You see some strange things in Brussels - and how many times have I used that line?
I recently came across this interesting scene nearby St Katherine's, the old fish market.
As soon as I started to take photographs I was accosted by security guards demanding that I stop, as "taking photographs is not allowed - it is forbidden!"
"Forbidden by whom?" I asked.
"Forbidden by my boss", came the reply.
"Didn't he die in a bunker in Berlin in 1945?" I asked.
My sense of humour, combined with my total lack of respect for authority have often gotten me into trouble, and this was looking like becoming one of those moments. So I took my pics and faded into the background.
Although I really cannot say it for sure, I believe this was, in fact, a film set. Belgians, however, are very sensitive about Nazi imagery. Its a guilt thing.
Little history lesson: During WW2, a young Catholic politician, Leon Degrelle, realised that the only way Belgium could survive the occupation was to make itself useful to the Germans. He founded what was to become the Waloonian Division of the Waffen SS (although in reality it was no more than a single battalion), and went on to achieve great things on the Russian front.
Adolf Hitler once said of him "if I had a son, I would want him to be like Leon."

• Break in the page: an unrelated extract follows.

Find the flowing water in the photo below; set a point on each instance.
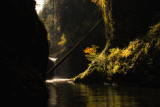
(64, 93)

I know a bit about this, as many years I wrote a paper on the subject.
So, this leads us to the real reason for Belgian's extreme sensitivity over this chapter in their history.
After the war Degrelle was given sanctuary by Franco in Spain. He was Europe's most wanted man for a while, but he actually offered to give himself up to the Allied authorities, albeit with one condition. He would only surrender himself if he was guaranteed a fair and open trial in Brussels.
Degrelle knew he was on safe ground as the last thing that the Belgian royal family wanted was an open debate on collaboration, and one being led by the man who knew exactly where the bodies were buried. That simply would not be allowed to happen.
It is worth mentioning that fact even today, whilst I can write this in London with impunity, to publish it in Belgium could cause me serious problems.